When the mythological Pandora opened her box, she unleashed on mankind many evils—greed, violence, disease, hunger, poverty, war, prejudice, hatred, and despair. When she realized these evils were escaping into the world, she tried to close the box quickly, but failed. Some say she peered into the bottom and saw Hope (which the Greeks saw as an evil) resting there. Others say she returned to the box some time later and opened it a second time, only to see Hope fluttering into the world as well.
The word “hope” appears in news headlines almost daily. Hope for home mortgages, hope for jobs, hope for our soldiers’ safe return, hope for the economy to turn around, hope for diplomatic solutions for peace, hope for promising new discoveries, hope for cures for ravaging illnesses.
Hope played a crucial role in the 2008 presidential election. In July 2004, then Senator Barack Obama, delivering the keynote address to the Democratic National Convention, urged Americans to reflect on whether we “participate in a politics of cynicism or do we participate in a politics of hope?”. He elaborated on the thoughts and actions that can change the world—“Hope in the face of difficulty. Hope in the face of uncertainty. The audacity of hope!”
According to Christian beliefs, hope is one of the three theological virtues, the other two being faith and charity. When used as a noun, hope is defined as something wished for or desired; when used as a verb, it means to look forward to with expectation.
Everyone has hopes. Hope is subjective and difficult to describe, yet each of us understands what it means. Hope may be an essential life-sustaining response to a threatening event. It draws on positive inner strength and for some, spiritual strength, which may work synergistically with the support of family and friends during active phases of coping and care.
Pessimists have their own view. Some believe hope is the most evil of evils, as it seduces humankind into wanting something better. In his book Human, All Too Human (1878), philosopher Friedrich Nietzsche wrote that “hope in reality is the worst of all evils because it prolongs the torments of man.” This echoes certain interpretations of the myth of Pandora that characterize woman as cunning and deceptive, far beyond curious. In his play Measure for Measure, William Shakespeare proclaimed, “The miserable have no other medicine but only hope.” Benjamin Franklin expressed pessimism about human frailty in Poor Richard’s Almanack: “He that lives upon hope will die fasting.”
Yet it’s often hope that sustains us when we suffer adversity.
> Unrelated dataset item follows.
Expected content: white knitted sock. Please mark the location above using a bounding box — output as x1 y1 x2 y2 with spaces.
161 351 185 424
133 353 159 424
We hope for survival, for relief of pain, for peace, for a better tomorrow. We believe in hope as an integral part of a helping relationship. Hope isn’t just positive thinking. Hope is humanity’s comfort. It drives people to achieve the impossible.
When emigrants ventured from Europe to America, they did so with hope against overwhelming odds and uncertain futures. Throughout the centuries, patients and their families have endured life-altering experiences that require them to cope and adjust to change. In their article “Maintaining hope in transition: A theoretical framework to guide interventions for people with heart failure,” Davidson et al proposed a model for nursing interventions that helps patients with heart failure focus on positive future orientation and enhances the ability to cope and adjust. Supportive care, they postulated, eases the transition of life circumstances while a philosophy of hope is essential to achieving a positive future orientation. Effective nursing care promotes hope, minimizes uncertainty, and establishes as much control as possible within the patient and family.
In his three-volume book The Principle of Hope, published in the 1930s and 1940s, German Marxist philosopher Ernst Bloch described society’s orientation toward a socially and technologically improved future. He believed in a utopian human world without oppression or exploitation.
In our professional roles, we share thoughts of hope and optimism. We aim to return control to those for whom we care, reducing their fear and uncertainty in the process. In our personal lives, we can draw on these same strengths. We can dream forward, projecting our future and pondering what can be.